When introduced in October, GM’s policy required personnel entering any of the automaker’s Canadian facilities to be fully vaccinated by Dec. 12.
GM Canada would not comment on the details of its policy for CAMI or its wider network of Canadian facilities, but said the “overwhelming majority” of the company’s workers have met the requirements.
“For those who are not compliant, GM Canada is working with them individually to develop a reasonable plan to become fully vaccinated, to secure an approved exemption, or to make other employment arrangements,” the company told Automotive News Canada in an email.
As union victories go, that’s about as pathetic as negotiating an extra shake at the urinal for unpaid bathroom brakes. But since Unifor members are now openly claiming the union seems to represent little more than a buffer between automakers and staff, I suppose we shouldn’t be surprised here. Van Boekel even goes on to endorse the automaker’s plan later in his interview.
“Don’t get me wrong, I do think the vaccination policy is the correct plan, but there could have been other options that they used,” he said. Then he criticized the “double standard” of GM not enacting a similar policy for thousands of hourly workers in the United States while adding “[That’s] likely the biggest slap in the face,” he added.
GM Canada will begin doing random spot checks on employees to ensure their vaccination status is up to date starting in January. Van Boekel said that it’s the union’s assumption that the company will also begin trying to eliminate the Local 88 members that were told to stay home from CAMI, noting that there wouldn’t be much Unifor could do to help. Employees caught falsifying their documents or lying to GM will be terminated right away, however.
“If you falsified your answer, you are going to be terminated and I do not have much of an answer for you in terms of a grievance. So, make sure your answers are correct,” Van Boekel the weasel explained, adding that there would be little hope of Canadian law helping them.
Stellantis’ plans on enforcing similar rules for Canada-based employees starting December 17th, whereas Ford workers are required to be vaccinated by January 3rd.
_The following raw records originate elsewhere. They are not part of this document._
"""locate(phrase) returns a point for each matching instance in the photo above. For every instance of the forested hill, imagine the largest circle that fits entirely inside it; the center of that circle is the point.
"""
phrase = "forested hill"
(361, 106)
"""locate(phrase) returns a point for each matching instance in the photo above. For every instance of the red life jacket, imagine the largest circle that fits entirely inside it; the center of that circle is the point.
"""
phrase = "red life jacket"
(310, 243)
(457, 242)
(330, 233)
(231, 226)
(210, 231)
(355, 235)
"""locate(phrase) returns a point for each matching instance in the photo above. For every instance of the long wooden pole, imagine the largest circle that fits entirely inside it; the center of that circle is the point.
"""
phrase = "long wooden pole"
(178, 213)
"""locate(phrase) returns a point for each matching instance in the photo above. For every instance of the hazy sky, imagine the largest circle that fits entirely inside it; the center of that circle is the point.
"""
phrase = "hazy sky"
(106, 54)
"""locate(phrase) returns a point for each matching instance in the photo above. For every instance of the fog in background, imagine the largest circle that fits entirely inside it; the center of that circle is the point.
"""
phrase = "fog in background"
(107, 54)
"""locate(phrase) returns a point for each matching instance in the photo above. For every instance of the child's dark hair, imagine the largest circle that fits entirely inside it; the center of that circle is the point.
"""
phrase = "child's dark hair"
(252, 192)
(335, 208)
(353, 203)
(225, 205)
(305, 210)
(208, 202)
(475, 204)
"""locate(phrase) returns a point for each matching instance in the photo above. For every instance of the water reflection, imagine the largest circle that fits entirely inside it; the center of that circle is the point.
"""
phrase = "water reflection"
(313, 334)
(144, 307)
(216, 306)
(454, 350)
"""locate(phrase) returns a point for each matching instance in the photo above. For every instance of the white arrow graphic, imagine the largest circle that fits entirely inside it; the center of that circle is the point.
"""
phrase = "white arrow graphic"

We’ve certainly come a long way from “two weeks to slow the spread.” But you should all know my bias on the issue by now, as I’ve been obnoxiously vocal on the matter. This is a grotesque overreach in authority by governments and employers seem more than content to comply. Van Boekel may not be aware of this, but the reason he’s so annoyed that America didn’t follow Canada down this authoritarian rabbit hole was due to states filing legal challenges to similar rules enacted by the Biden administration. The Fifth Circuit Court of Appeals then ruled against the plan, citing “grave statutory and constitutional” issues.